Archive for February, 2011

Twitterrific 4.0.1 is Out

Monday, February 28th, 2011

Twitterrific.jpg

I got a tweet that Twitterrific 4.0.1 was released to the Mac App Store as well as to us direct customers, and it included several really nice features and fixes. There are a few more settings and the ability to make the dock icon go away. Not bad. I have to say, it's the twitter client I'm using, and it's significantly nicer than the official Twitter client as there's something about the official client that's broken on the Growl notifications. Maybe it's the lack of a persistent visual notification of tweets.

I'm glad they are making updates - the old version wasn't nearly so responsive to changes.

ZeroMQ master at GitHub has OpenPGM Working Again

Monday, February 28th, 2011

ZeroMQ

Now that I have good results with the UDP-based delivery protocol, I thought I'd take the time to go back and see if the master branch of ZeroMQ at GitHub was working yet. The problem I've been having in the past is that there were some significant changes in ZeroMQ post-2.1.0 release that broke the OpenPGM protocols. I've been working with the maintainers to try and fix these things, but the best I can do is test as I haven't dug into the code and unraveled all the changes they made.

Last time I checked, it was still broken, and then I started on the UDP-based transport and haven't looked back - until now. It's pretty easy:

  $ git pull
  $ ./autogen.sh
  $ ./configure --with-pgm
  $ make clean
  $ make

and then in src/.libs I have all the libraries I need. I simply put them into the LD_LIBRARY_PATH before the installed libraries and I'm in business.

I'm very pleased to say that as of this morning, it's working again! Yup, working like a champ. I'm not positive what all the changes include, but they are significant, and possibly much needed.

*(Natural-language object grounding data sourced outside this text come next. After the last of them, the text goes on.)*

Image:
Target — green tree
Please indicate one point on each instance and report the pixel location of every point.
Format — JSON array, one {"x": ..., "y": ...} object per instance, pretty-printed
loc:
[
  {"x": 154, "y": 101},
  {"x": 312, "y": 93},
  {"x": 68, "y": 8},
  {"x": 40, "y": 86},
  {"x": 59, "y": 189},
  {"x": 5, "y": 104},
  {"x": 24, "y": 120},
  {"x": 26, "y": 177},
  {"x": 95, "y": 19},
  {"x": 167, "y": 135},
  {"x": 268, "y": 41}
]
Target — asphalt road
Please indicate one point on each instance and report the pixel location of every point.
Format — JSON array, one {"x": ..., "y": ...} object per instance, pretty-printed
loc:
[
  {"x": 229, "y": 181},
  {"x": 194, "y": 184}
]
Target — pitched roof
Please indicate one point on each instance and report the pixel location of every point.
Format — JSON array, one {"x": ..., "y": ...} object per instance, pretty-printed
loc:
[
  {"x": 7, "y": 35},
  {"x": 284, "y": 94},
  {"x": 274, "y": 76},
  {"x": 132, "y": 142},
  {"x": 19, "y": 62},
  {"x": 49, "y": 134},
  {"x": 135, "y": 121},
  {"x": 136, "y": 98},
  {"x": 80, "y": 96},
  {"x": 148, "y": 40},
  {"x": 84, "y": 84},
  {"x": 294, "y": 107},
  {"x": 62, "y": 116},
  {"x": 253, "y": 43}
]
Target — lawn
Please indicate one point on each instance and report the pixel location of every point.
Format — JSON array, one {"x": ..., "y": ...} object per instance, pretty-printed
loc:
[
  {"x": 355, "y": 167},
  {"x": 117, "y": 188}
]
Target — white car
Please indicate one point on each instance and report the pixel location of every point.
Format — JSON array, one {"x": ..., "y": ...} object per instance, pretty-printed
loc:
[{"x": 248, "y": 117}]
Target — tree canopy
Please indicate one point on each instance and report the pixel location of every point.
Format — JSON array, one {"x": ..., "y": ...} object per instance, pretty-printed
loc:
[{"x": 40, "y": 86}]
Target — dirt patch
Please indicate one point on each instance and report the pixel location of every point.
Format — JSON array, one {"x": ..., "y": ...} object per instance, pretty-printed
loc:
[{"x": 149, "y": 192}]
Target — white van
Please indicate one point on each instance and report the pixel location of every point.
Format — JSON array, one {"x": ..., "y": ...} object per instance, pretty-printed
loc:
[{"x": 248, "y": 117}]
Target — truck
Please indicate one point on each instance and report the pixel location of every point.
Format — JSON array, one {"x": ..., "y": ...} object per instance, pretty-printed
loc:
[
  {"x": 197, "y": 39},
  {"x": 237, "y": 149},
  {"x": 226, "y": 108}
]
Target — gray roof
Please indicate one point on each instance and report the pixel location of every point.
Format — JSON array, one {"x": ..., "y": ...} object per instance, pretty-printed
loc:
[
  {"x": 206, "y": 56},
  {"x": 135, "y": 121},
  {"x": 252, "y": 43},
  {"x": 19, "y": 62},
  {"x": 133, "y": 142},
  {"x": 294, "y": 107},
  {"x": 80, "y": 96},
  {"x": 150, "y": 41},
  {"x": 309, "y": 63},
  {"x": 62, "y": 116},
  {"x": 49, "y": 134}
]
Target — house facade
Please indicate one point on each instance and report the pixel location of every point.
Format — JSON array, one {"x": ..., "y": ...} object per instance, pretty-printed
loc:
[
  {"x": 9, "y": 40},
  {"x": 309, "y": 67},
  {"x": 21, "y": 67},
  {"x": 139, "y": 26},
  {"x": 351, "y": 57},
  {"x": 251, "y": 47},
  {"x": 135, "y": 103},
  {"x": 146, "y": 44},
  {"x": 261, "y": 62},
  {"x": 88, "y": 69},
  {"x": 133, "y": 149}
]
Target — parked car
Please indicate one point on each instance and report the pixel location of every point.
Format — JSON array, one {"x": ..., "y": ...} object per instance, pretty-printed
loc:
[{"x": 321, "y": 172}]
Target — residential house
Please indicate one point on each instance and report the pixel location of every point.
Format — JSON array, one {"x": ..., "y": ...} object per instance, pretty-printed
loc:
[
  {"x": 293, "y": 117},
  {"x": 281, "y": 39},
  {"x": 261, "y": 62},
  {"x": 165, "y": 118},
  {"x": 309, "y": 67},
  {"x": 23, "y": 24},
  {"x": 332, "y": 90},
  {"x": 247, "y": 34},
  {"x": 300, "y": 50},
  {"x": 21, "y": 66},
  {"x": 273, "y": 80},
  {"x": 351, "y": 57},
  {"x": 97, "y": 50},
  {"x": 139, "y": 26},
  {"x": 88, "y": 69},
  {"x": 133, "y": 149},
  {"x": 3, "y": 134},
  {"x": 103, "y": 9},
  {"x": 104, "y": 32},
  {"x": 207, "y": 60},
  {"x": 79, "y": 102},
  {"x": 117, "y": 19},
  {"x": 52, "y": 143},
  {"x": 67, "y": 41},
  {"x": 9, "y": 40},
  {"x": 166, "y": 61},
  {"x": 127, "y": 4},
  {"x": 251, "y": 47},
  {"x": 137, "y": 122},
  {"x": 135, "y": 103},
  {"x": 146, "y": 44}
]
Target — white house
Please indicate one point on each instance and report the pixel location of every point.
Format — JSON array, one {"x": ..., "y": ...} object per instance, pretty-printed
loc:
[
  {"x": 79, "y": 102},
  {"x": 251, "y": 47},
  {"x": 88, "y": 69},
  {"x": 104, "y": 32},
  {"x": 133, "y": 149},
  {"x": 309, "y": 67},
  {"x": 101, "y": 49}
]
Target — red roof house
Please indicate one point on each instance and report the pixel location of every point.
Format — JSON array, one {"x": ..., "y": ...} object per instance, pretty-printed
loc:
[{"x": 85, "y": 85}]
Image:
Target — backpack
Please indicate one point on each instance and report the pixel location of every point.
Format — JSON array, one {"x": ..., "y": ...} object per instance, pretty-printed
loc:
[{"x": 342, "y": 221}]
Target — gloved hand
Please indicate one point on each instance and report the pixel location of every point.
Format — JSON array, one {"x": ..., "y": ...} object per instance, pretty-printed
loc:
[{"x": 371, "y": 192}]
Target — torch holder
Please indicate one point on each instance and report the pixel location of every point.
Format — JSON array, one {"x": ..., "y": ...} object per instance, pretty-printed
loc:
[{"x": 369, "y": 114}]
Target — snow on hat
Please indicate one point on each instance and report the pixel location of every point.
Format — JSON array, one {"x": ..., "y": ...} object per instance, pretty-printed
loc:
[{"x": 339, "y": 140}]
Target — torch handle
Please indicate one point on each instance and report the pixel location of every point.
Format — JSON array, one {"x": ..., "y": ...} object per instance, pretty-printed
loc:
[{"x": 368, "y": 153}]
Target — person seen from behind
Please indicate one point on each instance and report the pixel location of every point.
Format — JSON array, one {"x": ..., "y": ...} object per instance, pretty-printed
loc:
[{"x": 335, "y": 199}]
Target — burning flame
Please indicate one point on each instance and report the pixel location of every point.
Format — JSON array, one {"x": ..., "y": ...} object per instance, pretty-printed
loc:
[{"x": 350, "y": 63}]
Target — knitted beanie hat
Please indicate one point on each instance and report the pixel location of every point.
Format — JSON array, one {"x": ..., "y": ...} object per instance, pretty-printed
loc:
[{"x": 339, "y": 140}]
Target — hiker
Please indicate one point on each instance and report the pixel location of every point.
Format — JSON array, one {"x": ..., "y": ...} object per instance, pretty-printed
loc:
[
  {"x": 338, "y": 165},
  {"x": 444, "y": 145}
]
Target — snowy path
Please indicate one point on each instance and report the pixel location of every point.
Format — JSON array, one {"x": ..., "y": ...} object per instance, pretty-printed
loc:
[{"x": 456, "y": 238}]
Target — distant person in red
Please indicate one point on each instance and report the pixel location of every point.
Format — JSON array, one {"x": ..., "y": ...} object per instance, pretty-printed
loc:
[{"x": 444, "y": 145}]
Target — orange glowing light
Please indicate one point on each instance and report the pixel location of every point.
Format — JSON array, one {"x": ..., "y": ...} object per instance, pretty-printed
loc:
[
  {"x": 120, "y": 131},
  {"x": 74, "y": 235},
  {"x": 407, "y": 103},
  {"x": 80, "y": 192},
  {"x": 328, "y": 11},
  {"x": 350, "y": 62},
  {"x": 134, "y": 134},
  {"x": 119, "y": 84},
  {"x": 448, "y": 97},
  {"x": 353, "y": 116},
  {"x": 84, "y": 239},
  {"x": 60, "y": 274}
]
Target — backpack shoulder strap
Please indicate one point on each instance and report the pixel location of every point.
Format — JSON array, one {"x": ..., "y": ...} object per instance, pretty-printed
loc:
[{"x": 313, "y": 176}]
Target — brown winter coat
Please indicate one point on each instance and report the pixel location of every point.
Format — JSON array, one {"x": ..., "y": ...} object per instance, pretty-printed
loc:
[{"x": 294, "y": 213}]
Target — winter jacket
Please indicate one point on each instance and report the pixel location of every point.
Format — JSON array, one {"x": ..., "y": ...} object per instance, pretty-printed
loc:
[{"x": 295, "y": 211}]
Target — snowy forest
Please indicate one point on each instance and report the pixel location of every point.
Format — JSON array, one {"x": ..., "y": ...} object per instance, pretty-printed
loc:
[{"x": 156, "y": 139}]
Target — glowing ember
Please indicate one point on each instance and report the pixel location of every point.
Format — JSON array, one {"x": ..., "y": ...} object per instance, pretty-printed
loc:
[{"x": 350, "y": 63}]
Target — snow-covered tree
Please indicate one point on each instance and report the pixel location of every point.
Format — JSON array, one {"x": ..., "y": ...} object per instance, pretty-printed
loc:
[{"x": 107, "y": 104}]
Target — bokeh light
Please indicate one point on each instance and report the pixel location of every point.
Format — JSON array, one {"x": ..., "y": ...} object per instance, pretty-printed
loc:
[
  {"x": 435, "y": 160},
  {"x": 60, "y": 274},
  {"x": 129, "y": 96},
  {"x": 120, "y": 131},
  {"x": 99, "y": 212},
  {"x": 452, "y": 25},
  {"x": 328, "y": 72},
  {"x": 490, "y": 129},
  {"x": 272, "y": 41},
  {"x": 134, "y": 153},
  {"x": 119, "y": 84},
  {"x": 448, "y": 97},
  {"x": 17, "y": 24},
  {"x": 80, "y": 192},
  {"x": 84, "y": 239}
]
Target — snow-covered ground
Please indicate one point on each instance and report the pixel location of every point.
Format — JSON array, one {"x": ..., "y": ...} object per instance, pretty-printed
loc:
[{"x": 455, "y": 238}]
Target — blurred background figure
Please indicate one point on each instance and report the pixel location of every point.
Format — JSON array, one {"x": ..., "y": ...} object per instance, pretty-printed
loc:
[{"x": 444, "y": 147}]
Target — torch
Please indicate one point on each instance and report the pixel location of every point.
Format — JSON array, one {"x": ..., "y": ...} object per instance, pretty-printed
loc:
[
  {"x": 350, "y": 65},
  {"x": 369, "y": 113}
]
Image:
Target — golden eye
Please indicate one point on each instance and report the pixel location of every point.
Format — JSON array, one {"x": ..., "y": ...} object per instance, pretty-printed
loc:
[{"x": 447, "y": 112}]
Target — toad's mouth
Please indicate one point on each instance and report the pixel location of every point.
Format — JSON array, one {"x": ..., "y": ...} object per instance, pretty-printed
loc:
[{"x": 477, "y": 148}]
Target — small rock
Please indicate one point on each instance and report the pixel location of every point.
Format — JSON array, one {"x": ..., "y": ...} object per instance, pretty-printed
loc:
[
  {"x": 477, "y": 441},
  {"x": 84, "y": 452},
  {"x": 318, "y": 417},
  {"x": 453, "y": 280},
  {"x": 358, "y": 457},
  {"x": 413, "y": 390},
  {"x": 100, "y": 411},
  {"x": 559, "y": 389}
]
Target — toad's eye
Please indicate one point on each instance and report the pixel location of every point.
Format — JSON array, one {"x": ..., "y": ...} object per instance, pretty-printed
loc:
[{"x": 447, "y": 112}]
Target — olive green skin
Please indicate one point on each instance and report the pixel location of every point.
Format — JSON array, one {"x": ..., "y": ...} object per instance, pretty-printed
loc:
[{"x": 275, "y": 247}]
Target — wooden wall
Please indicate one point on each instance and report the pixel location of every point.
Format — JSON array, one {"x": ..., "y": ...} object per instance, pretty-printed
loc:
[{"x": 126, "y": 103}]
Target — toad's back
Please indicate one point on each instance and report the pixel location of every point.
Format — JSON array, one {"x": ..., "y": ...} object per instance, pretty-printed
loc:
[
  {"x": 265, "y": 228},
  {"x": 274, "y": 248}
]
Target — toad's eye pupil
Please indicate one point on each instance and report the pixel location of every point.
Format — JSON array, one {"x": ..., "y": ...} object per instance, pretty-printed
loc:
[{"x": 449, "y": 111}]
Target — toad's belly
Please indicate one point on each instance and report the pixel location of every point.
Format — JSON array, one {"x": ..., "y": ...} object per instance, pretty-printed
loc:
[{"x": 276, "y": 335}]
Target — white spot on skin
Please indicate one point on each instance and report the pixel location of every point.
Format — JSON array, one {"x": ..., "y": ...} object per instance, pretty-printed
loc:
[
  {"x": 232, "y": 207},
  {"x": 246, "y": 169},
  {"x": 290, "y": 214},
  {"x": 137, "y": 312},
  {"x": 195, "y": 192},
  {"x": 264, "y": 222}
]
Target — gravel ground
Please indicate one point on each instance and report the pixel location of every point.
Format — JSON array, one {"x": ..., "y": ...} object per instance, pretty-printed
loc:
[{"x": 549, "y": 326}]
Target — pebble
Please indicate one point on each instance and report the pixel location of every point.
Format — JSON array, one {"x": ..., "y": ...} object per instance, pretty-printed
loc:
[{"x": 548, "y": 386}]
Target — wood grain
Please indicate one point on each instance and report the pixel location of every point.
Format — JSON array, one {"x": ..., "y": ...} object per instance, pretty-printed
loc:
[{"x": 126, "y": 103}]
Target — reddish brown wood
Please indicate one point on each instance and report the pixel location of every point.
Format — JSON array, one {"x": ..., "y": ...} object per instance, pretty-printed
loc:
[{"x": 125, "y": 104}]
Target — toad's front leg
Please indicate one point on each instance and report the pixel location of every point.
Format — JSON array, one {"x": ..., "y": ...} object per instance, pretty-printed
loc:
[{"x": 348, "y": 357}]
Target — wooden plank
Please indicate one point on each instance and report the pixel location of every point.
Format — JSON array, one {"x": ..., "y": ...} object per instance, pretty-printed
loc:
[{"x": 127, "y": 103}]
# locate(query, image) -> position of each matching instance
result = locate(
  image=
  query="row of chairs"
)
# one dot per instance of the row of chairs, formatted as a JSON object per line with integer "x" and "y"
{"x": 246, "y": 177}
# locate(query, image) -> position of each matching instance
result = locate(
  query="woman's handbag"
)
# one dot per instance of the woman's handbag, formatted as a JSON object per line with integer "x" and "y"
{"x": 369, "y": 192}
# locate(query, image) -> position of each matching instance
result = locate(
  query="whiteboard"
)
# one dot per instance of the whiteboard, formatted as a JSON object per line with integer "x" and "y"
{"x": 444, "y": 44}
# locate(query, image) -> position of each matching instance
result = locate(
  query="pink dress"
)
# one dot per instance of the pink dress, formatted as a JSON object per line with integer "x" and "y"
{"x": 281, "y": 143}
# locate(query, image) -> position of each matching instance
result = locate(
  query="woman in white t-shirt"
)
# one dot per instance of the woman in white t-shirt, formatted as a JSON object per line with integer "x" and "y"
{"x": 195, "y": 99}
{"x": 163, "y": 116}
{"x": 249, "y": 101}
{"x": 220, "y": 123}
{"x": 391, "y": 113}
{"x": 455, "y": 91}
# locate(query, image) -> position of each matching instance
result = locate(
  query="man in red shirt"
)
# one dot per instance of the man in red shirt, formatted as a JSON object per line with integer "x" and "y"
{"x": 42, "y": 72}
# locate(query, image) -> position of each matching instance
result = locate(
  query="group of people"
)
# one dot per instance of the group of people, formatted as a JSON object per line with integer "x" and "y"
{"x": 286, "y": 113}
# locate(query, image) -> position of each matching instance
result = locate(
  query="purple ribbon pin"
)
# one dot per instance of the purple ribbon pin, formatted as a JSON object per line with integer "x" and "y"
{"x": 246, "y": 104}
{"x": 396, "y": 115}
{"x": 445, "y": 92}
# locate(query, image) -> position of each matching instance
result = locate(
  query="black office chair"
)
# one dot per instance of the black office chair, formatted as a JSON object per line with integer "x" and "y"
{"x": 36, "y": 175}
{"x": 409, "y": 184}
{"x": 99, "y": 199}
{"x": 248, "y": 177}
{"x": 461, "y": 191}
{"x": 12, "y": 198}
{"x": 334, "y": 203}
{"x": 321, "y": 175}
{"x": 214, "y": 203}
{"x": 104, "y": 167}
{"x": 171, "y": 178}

There's still the issue of everything being so "hidden" in ZeroMQ, but that's nothing new. It is, however, a downside when we have a competing transport that we can use that's not so heavily encapsulated.

Still... I haven't made the UDP transport reliable, and I know that's needed. So the question will be, what's the effect of swapping out the UDP-based transport with the latest ZeroMQ transport? I'll have to wait until everyone is happy with the UDP-based transport, and then swap back in the ZeroMQ one and see the difference.

If I had to bet, I'd say the difference will be minimal. I believe all the problems were really mine. Humbling to admit, but I believe it's the case.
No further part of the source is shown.